With the addition of lime and coriander, this soup recipe not only warms, it enlivens the tastebuds.
- 2 Tablespoons Olive Oil (40g)
- 1 Onion (89g), roughly chopped
- 1 Tablespoons Red Curry Paste (20g)
- 1800g Pumpkin, roughly chopped
- 2 Cups Liquid Vegetable Stock (500g)
- 3 Kaffir Lime Leaves (2g), shredded
- 1/3 Cups Fresh Coriander (5g)
- 4 Slices Wholegrain Bread (132g)
- Heat oil in a large saucepan over medium heat. Add onion and cook, stirring, for 3 minutes or until soft. Add curry paste and cook, stirring, for 1 minute. Add pumpkin and stir to coat in paste.

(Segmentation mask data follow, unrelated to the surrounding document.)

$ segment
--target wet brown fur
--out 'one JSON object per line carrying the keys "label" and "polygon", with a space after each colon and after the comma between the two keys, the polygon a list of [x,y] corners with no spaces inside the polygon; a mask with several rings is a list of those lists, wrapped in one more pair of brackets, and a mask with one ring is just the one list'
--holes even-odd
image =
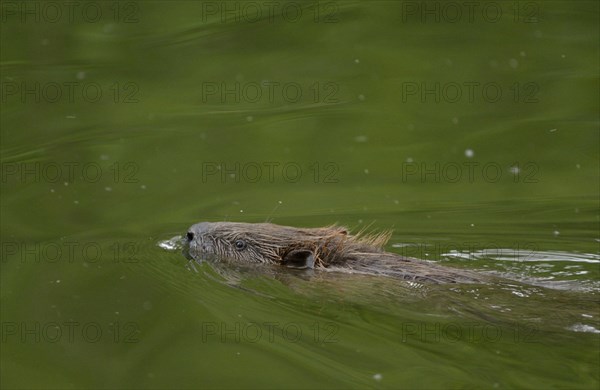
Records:
{"label": "wet brown fur", "polygon": [[[438,283],[480,282],[481,275],[456,268],[385,252],[391,232],[355,235],[339,226],[295,228],[270,223],[214,222],[192,226],[189,243],[192,257],[217,256],[248,263],[283,264],[296,250],[314,254],[315,269],[376,274],[413,281]],[[188,233],[188,234],[190,234]],[[246,247],[237,250],[243,240]]]}

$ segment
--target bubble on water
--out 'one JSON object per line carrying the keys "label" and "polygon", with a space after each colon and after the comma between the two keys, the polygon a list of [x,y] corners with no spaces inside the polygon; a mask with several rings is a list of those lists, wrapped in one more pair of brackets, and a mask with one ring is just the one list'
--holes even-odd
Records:
{"label": "bubble on water", "polygon": [[100,160],[106,161],[110,159],[110,156],[108,154],[101,154],[100,155]]}
{"label": "bubble on water", "polygon": [[561,54],[560,58],[567,58],[566,54]]}
{"label": "bubble on water", "polygon": [[518,166],[510,167],[509,172],[513,175],[518,175],[521,169]]}
{"label": "bubble on water", "polygon": [[252,115],[248,115],[248,116],[246,117],[246,121],[247,121],[247,122],[252,122],[253,120],[254,120],[254,117],[253,117]]}
{"label": "bubble on water", "polygon": [[362,94],[358,95],[358,100],[360,100],[361,102],[364,102],[365,101],[365,95],[362,95]]}
{"label": "bubble on water", "polygon": [[542,35],[544,35],[544,34],[542,34],[542,32],[540,30],[535,30],[533,32],[533,36],[536,37],[536,38],[541,38]]}
{"label": "bubble on water", "polygon": [[77,117],[75,115],[67,115],[65,118],[67,118],[67,119],[76,119]]}
{"label": "bubble on water", "polygon": [[244,210],[240,210],[240,213],[243,213],[243,212],[244,212]]}
{"label": "bubble on water", "polygon": [[74,200],[73,203],[79,204],[79,201],[78,200]]}
{"label": "bubble on water", "polygon": [[550,129],[548,131],[551,132],[551,133],[554,133],[556,130],[558,130],[558,129]]}
{"label": "bubble on water", "polygon": [[85,72],[83,70],[79,71],[75,77],[77,77],[77,80],[83,80],[85,78]]}
{"label": "bubble on water", "polygon": [[413,160],[413,158],[412,158],[412,157],[406,157],[406,162],[407,162],[407,163],[411,163],[411,162],[413,162],[413,161],[414,161],[414,160]]}
{"label": "bubble on water", "polygon": [[364,171],[364,172],[365,172],[365,175],[368,175],[368,174],[369,174],[369,170],[368,170],[368,169],[365,169],[365,171]]}
{"label": "bubble on water", "polygon": [[152,310],[152,302],[146,301],[146,302],[144,302],[142,307],[144,308],[144,310]]}
{"label": "bubble on water", "polygon": [[104,187],[104,191],[111,192],[112,191],[112,187]]}
{"label": "bubble on water", "polygon": [[115,29],[115,25],[112,23],[108,23],[106,24],[103,28],[102,28],[102,32],[104,32],[105,34],[109,34],[111,33],[113,30]]}
{"label": "bubble on water", "polygon": [[47,38],[42,39],[43,46],[48,46],[48,43],[50,43],[50,41]]}
{"label": "bubble on water", "polygon": [[552,234],[554,234],[554,236],[559,236],[560,232],[558,230],[555,230],[554,232],[552,232]]}
{"label": "bubble on water", "polygon": [[383,379],[383,375],[375,374],[375,375],[373,375],[373,379],[375,379],[377,382],[379,382]]}
{"label": "bubble on water", "polygon": [[511,58],[510,60],[508,60],[508,64],[511,68],[517,69],[517,67],[519,66],[519,61],[517,61],[516,58]]}
{"label": "bubble on water", "polygon": [[519,55],[520,55],[521,57],[525,57],[527,54],[525,54],[525,52],[524,52],[524,51],[522,51],[522,52],[520,52],[520,53],[519,53]]}
{"label": "bubble on water", "polygon": [[575,164],[575,168],[581,169],[581,165],[580,164]]}
{"label": "bubble on water", "polygon": [[50,188],[50,192],[54,192],[54,188]]}
{"label": "bubble on water", "polygon": [[475,155],[475,152],[473,151],[473,149],[466,149],[465,150],[465,157],[472,158],[474,155]]}
{"label": "bubble on water", "polygon": [[452,118],[452,123],[454,123],[455,125],[457,125],[458,124],[458,118],[457,117]]}
{"label": "bubble on water", "polygon": [[354,141],[356,142],[367,142],[369,138],[366,135],[359,135],[357,137],[354,137]]}
{"label": "bubble on water", "polygon": [[355,58],[355,59],[354,59],[354,63],[355,63],[355,64],[360,64],[360,60],[359,60],[358,58]]}
{"label": "bubble on water", "polygon": [[140,188],[141,188],[142,190],[145,190],[147,187],[146,187],[146,185],[145,185],[145,184],[142,184],[142,185],[140,186]]}
{"label": "bubble on water", "polygon": [[497,67],[498,67],[498,61],[490,60],[490,68],[497,68]]}

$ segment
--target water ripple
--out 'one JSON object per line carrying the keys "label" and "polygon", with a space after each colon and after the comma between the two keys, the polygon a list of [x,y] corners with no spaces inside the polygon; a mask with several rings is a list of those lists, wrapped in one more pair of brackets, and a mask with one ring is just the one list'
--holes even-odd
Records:
{"label": "water ripple", "polygon": [[442,257],[466,260],[497,260],[518,262],[569,261],[574,263],[600,263],[600,255],[565,251],[533,251],[519,249],[482,249],[473,252],[452,250]]}

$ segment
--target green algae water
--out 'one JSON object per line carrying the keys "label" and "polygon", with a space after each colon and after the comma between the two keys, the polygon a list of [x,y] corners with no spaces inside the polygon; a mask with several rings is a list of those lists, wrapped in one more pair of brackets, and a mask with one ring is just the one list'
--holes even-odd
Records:
{"label": "green algae water", "polygon": [[[3,389],[598,388],[598,2],[0,11]],[[224,220],[500,279],[190,263]]]}

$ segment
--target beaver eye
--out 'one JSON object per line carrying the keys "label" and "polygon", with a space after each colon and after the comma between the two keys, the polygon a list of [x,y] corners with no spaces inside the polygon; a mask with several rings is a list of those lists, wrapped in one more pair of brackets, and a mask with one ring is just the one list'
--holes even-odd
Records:
{"label": "beaver eye", "polygon": [[238,251],[246,249],[246,241],[244,241],[244,240],[237,240],[235,242],[235,249],[237,249]]}
{"label": "beaver eye", "polygon": [[188,239],[188,241],[192,241],[194,239],[194,233],[187,232],[187,239]]}

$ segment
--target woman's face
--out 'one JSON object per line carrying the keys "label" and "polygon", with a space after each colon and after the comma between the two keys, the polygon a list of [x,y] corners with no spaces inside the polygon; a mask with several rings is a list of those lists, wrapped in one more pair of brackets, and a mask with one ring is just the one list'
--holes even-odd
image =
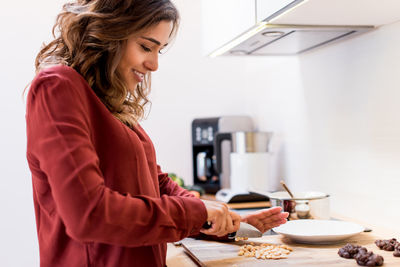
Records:
{"label": "woman's face", "polygon": [[146,73],[158,68],[158,55],[168,44],[172,22],[161,21],[148,30],[127,40],[117,70],[130,90],[143,81]]}

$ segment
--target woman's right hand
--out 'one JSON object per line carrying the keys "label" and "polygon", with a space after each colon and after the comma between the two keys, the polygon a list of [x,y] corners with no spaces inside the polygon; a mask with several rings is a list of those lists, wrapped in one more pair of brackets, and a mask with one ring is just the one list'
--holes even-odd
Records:
{"label": "woman's right hand", "polygon": [[201,233],[221,237],[239,229],[240,215],[229,211],[228,205],[217,201],[202,201],[206,206],[207,222],[211,224],[211,228],[201,229]]}

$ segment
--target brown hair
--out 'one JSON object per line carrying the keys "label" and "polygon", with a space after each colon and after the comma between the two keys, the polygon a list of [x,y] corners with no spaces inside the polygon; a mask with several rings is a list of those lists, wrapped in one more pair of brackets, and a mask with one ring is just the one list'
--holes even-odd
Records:
{"label": "brown hair", "polygon": [[161,21],[173,22],[171,35],[176,34],[179,14],[170,0],[76,0],[67,3],[53,27],[55,39],[36,57],[36,72],[54,64],[74,68],[115,117],[133,126],[144,117],[151,77],[147,74],[132,91],[124,84],[117,66],[128,37]]}

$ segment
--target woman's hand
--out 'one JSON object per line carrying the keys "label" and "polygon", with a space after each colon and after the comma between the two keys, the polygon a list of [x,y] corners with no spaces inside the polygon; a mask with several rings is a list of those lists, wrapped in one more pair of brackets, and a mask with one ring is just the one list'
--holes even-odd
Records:
{"label": "woman's hand", "polygon": [[251,224],[264,233],[273,227],[286,223],[289,213],[281,211],[281,207],[262,209],[242,216],[242,222]]}
{"label": "woman's hand", "polygon": [[241,217],[239,214],[229,211],[225,203],[202,200],[207,209],[207,221],[211,228],[201,229],[200,232],[206,235],[218,237],[236,232],[239,229]]}

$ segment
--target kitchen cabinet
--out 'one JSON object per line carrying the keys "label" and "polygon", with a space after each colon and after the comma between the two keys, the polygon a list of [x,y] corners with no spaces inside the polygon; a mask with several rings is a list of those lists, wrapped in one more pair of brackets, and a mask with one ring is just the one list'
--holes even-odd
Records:
{"label": "kitchen cabinet", "polygon": [[256,22],[254,0],[202,0],[203,55],[228,43]]}
{"label": "kitchen cabinet", "polygon": [[257,21],[262,21],[282,10],[286,6],[295,5],[295,0],[256,0]]}
{"label": "kitchen cabinet", "polygon": [[274,24],[372,25],[400,20],[399,0],[306,0],[300,1]]}

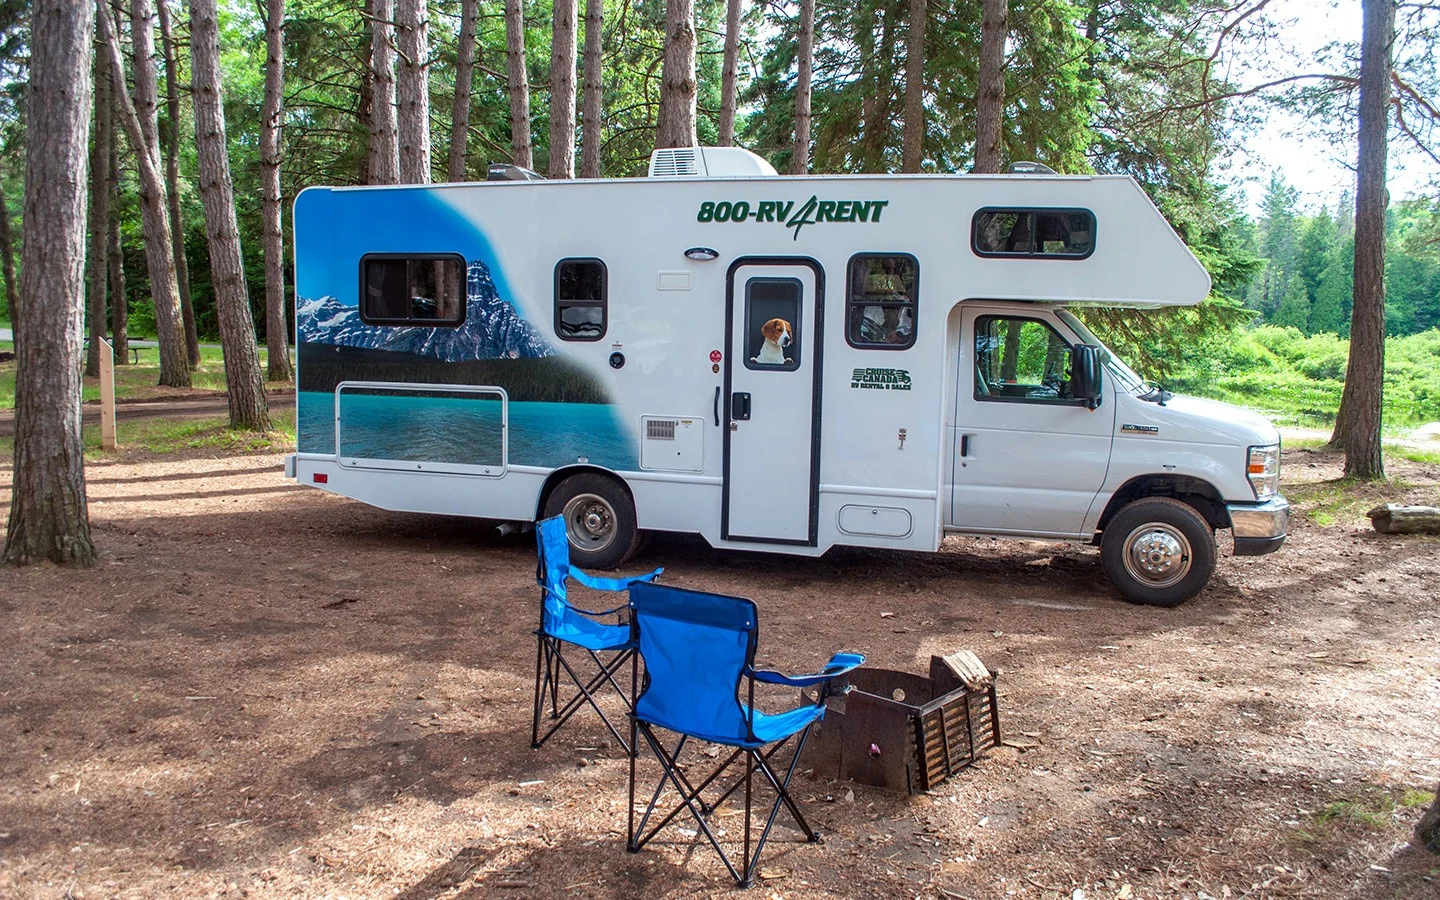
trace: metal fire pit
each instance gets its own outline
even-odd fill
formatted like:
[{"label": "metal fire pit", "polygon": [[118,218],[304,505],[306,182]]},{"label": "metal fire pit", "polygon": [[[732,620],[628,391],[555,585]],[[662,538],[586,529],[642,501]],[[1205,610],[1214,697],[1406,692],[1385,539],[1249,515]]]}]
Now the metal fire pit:
[{"label": "metal fire pit", "polygon": [[964,655],[985,672],[971,677],[973,687],[940,656],[930,658],[928,678],[867,667],[851,672],[851,690],[832,700],[817,723],[806,761],[820,775],[913,794],[935,788],[998,747],[995,677],[973,654]]}]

- Add stock and 500ml (2 cups) water to pan. Bring to the boil. Reduce heat to low and simmer, covered, for 15 minutes or until pumpkin is soft.
- Uncover and set aside to cool slightly. Puree using a handheld blender or in a food processor.
- Divide soup between bowls. Top with shredded kaffir lime leaves and coriander. Serve with bread.
- Kaffir lime leaves add a beautiful fragrance to this pumpkin soup. You will find them with the fresh herbs in the supermarket or greengrocer.
- Use finely grated lime rind as an alternative to the lime leaves. Use 1-2 limes.